Glass transition temperature (Tg) is the temperature of an amorphous polymer (including the amorphous portion of the crystalline polymer) with transition from a glassy state to a high elastic state or from the latter to the former [34,35]. DSC measurements have been carried out to determine the effect of the MPTS or MPMDS modification on the Tg of the WPU. Obviously, only one Tg and no melting or crystallization transition are observed in all DSC curves (see Fig. 8b), indicating the amorphous nature of the modified films. On the one hand, films modified with MPMDS have lower Tg (−35°C~−28°C) than films modified with MPTS (−24°C~−17°C).
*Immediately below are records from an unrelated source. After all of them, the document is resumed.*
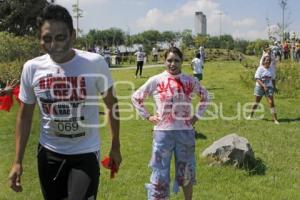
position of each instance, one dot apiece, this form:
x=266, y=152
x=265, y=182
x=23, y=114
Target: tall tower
x=200, y=23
On the other hand, All the modified WPU films have higher Tg than non-modified film (−38°C). This is because the high content of methoxy groups leads to high hydrolysis capacity and thus increases the cross-linked density.
In this study, a series of castor oil based waterborne anionic polyurethane were successfully prepared followed by silane modification through thiol-ene photo click reaction. It is found that the particle size and zeta potential of the WPU dispersions both decreased with the rise of emulsifier molar ratios. All the WPU films exhibit excellent water resistance, solvent resistance in acid and salt solution. The modified WPU films showed highly water resistance which 72 h water absorption could be reduced to 1.94% and contact angle was up to 99.34°. Besides, the contact angle and thermal stability of the films modified with MPMDS are lower than those modified with MPTS. In general, this work provides a new way of siloxane modification to form a cross-linked network for high water resistance performance of WPU.
Funding Statement: This work was sponsored by the National Key Research and Development Program of China (2019YFD1101202, 2019YFD1101203), Guangdong Province Science & Technology Program (2018B030306016), Guangdong Provincial Innovation Team for General Key Technologies in Modern Agricultural Industry (2019KJ133), Key Projects of Basic Research and Applied Basic Research of the Higher Education Institutions of Guangdong Province (2018KZDXM014), Guangzhou Municipal Key Laboratory of Woody Biomass Functional New Materials (201905010005).
Conflicts of Interest: The authors declare that they have no conflicts of interest to report regarding the present study.